Los dispositivos médicos (en este caso todos aquellos instrumentos que tengan contacto con el paciente) se clasifican de acuerdo con su criticidad entre dispositivos críticos, semicríticos y no críticos, estos últimos dos son aquellos que procedimientos de esterilización y/o limpieza y desinfección de alto nivel previo a su reúso o desecho de ser el caso en dispositivos de un solo uso.

Así mismo, estos instrumentos se clasifican en reusables o no reusables, los segundos no tienen mayor dificultad en el ciclo de reprocesamiento ya que se descartan después de ser utilizados. Por otro lado, aquellos equipos reusables deben ser llevados al ciclo de reprocesamiento, en este sentido se deben subclasificar entre aquellos que son autoclavables, o aquellos que no son termorresistentes. Para los equipos autoclavables, según los manuales de buenas prácticas de esterilización, el proceso debe incorporar un proceso de pre-limpieza con la inmersión del instrumental en un detergente enzimático, posteriormente se debe realizar inmersión en un desinfectante de alto nivel, y finalmente ser llevado a la autoclave. Para los equipos que no son termorresistentes requieren un proceso de esterilización en frío, o en su defecto requieren una pre-limpieza con una posterior desinfección de alto nivel.

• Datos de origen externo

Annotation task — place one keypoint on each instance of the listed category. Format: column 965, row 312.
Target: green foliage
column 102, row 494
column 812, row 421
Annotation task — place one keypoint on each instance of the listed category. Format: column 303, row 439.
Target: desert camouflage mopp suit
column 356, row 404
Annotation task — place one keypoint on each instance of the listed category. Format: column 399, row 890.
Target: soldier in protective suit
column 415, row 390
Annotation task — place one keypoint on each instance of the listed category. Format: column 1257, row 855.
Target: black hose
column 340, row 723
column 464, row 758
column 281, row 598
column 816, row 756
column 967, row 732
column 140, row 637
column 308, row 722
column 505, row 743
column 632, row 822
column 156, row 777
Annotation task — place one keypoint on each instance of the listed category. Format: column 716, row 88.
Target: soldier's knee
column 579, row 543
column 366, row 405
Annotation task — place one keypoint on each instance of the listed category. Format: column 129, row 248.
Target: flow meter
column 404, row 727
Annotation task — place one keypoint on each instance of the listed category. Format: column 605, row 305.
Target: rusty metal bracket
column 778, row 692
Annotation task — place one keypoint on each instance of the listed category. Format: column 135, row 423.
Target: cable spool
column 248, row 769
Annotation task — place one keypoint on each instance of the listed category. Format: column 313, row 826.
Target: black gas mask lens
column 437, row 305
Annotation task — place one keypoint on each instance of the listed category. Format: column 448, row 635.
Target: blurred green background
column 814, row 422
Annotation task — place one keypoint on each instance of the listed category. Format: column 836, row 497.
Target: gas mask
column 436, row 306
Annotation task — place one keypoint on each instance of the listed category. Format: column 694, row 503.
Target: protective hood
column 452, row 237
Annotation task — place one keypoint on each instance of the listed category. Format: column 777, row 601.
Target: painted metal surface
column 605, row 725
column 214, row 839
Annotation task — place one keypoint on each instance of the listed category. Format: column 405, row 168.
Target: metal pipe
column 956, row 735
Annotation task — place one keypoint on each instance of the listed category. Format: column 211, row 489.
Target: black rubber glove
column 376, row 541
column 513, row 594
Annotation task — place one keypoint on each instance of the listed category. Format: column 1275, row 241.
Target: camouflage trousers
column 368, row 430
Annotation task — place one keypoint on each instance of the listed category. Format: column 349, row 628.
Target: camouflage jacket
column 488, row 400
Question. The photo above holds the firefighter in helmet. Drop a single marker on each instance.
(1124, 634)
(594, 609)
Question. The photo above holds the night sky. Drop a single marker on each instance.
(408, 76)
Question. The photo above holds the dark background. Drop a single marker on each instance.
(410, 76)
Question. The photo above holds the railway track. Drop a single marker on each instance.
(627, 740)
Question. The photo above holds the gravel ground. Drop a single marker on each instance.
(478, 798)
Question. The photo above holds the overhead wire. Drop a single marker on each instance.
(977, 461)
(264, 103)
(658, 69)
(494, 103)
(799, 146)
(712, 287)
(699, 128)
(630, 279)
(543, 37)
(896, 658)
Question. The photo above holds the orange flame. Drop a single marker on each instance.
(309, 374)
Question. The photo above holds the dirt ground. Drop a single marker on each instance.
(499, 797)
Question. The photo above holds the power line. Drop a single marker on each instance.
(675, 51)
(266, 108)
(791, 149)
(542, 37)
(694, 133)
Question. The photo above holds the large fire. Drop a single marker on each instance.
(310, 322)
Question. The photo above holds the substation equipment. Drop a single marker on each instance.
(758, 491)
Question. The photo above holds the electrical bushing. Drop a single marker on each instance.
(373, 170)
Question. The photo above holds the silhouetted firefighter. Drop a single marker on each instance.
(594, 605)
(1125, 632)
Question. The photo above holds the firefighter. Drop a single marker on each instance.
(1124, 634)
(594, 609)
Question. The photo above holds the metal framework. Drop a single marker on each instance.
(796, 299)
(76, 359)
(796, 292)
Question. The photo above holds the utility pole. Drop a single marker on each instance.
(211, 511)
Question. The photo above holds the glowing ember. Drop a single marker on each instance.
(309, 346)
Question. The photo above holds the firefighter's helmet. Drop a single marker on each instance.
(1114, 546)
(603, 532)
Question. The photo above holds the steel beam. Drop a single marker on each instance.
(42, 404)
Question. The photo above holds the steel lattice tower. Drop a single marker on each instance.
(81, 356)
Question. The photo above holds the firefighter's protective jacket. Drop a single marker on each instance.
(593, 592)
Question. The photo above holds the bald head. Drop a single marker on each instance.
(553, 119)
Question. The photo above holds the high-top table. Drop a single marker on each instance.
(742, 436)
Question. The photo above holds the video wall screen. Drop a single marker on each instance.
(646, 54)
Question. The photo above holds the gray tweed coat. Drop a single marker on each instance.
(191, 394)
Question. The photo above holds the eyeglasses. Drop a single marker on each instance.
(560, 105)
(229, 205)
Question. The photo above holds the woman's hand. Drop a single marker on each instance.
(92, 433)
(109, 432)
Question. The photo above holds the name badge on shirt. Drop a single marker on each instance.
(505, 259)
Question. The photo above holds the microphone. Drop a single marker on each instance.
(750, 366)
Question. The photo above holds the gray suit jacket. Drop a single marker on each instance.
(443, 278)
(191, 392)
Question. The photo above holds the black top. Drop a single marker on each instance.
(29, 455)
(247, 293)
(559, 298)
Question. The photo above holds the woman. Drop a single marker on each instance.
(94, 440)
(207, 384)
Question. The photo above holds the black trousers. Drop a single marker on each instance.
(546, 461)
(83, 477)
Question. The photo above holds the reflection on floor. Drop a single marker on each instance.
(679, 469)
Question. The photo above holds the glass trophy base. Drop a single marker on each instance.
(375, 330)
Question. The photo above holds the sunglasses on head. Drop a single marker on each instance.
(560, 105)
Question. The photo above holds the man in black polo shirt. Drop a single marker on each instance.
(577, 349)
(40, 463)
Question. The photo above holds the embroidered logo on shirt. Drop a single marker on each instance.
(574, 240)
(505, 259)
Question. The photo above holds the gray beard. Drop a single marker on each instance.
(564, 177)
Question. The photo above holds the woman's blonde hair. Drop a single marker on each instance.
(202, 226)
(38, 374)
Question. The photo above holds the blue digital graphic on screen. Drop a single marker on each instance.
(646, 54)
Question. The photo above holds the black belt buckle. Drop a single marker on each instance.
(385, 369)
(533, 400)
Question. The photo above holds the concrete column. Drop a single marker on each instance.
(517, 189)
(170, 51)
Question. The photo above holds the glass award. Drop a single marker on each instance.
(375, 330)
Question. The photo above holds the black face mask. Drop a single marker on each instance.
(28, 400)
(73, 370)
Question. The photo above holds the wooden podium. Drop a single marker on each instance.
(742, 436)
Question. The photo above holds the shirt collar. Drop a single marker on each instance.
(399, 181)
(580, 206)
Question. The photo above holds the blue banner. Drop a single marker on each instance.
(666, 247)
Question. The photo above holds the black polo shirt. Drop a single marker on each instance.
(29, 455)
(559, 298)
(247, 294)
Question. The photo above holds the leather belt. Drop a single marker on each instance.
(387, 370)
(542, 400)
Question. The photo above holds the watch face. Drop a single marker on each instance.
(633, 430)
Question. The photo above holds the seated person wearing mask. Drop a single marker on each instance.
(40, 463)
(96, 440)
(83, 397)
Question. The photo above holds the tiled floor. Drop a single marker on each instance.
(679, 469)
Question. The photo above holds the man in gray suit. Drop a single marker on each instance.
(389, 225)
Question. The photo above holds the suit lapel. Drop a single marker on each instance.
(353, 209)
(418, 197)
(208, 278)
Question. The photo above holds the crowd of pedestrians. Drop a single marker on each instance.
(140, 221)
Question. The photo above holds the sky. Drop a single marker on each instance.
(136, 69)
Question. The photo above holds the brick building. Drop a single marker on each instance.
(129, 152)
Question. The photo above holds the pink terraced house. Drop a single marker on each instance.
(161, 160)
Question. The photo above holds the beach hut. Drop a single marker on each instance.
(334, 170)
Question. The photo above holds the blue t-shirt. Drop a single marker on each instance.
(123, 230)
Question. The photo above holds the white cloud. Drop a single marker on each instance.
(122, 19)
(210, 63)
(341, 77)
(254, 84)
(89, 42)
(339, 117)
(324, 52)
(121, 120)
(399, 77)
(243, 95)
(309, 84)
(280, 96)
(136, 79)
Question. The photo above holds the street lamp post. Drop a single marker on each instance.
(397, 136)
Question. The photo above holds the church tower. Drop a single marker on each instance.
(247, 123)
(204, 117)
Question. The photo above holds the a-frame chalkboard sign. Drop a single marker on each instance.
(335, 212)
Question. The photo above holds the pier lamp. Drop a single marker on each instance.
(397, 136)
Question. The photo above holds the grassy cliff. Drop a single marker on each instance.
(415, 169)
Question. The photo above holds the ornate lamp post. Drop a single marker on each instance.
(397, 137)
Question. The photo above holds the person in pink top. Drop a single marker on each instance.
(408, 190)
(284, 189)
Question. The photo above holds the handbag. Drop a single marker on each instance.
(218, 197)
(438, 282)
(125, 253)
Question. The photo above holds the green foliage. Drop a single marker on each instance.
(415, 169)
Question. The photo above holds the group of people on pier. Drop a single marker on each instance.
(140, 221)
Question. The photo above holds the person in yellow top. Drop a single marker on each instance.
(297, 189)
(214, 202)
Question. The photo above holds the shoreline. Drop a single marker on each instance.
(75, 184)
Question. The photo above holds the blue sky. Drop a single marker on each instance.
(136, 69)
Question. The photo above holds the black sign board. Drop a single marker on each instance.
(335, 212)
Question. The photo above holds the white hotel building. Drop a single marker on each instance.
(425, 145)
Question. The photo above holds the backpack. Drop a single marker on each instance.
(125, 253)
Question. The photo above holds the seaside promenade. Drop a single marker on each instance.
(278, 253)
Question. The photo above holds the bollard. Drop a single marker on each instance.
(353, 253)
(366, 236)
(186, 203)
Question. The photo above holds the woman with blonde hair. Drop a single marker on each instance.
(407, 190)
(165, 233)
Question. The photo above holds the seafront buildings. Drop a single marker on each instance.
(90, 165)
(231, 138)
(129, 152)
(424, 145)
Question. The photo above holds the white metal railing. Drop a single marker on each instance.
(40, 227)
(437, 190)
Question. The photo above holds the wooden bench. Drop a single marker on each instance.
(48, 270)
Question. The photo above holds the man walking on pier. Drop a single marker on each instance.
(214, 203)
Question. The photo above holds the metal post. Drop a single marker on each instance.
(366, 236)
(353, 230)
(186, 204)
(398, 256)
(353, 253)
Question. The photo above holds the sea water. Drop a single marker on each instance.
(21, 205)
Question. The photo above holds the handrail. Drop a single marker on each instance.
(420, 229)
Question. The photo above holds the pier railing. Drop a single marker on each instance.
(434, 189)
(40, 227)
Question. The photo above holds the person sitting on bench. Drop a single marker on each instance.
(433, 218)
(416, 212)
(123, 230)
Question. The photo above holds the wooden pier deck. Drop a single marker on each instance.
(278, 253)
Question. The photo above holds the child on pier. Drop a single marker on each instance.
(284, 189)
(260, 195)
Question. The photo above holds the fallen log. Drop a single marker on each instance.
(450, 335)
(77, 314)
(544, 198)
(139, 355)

La desinfección de alto nivel se define tradicionalmente como la eliminación completa de todos los microorganismos en o sobre un instrumento, a excepción de un pequeño número de esporas bacterianas. La definición de la FDA de desinfección de alto nivel es un esterilizante utilizado por un tiempo de contacto más corto para lograr la destrucción 6-log10 de una especie de Mycobacterium apropiada (generalmente Mycobacterium terrae). Dentro de estos desinfectantes de alto nivel se encuentran el peróxido de hidrógeno, el ortoftaldehído y el glutaraldehído, siendo este último el más utilizado en el ámbito odontológico, dada su alta compatibilidad con el instrumental, y cuando se combina con formulaciones de amonio cuaternario también es preferido por su estabilidad química y baja concentración.

Es importante resaltar que todo proceso de desinfección de alto nivel requiere un proceso de limpieza previa, de preferencia con un detergente enzimático que permita el adecuado desprendimiento de la materia orgánica y los microorganismos del instrumental a sumergir.

ALKACIDE es un desinfectante de alto nivel a base de glutaraldehído, que contiene amonios cuaternarios de quinta generación, son el desinfectante ideal en el ámbito odontológico ya que concentrado se encuentra al 2%, pero tras ser diluido la concentración final de glutaraldehído es del 0.17%, gracias a esto el riesgo de exposición o irritación de vías respiratorias es mínimo, aunado a esto se mantiene a un pH ácido estable, por lo que no requiere activación ni verificación y la dilución preparada tiene una duración de hasta 30 días. En el ámbito odontológico la mayoría de los instrumentales logran entrar en cavidades mucosas e incluso en cavidades estériles, por lo que una gran proporción de los elementos requieren procesos de esterilización y/o desinfección de alto nivel. Entre los instrumentos que pueden ser desinfectados con ALKACIDE en el ámbito odontológico encontramos:

  • Elementos de silicona
  • Elementos de polisulfuro
  • Puentes o coronas metálica o de cerámica
  • Abrebocas
  • Bloques de mordida
  • Instrumental metálico (biseladores, espátulas, rebordeadores, talladores)
  • Instrumental quirúrgico (periostomo, mango de bisturí, pinzas
    hemostáticas, fórceps, retractores)

ALKACIDE es el aliado ideal en todo consultorio odontológico, es fácil de almacenar, su dilución es más segura que la de otros aldehídos, tiene estabilidad garantizada, no requiere activación y es útil para la desinfección de todo tipo de instrumental, ya que es no corrosivo y garantiza un amplio espectro microbiológico. Además, cuenta con toda la certificación vigente de dispositivo médico la cual es requerida para todo equipo que tenga contacto con el paciente.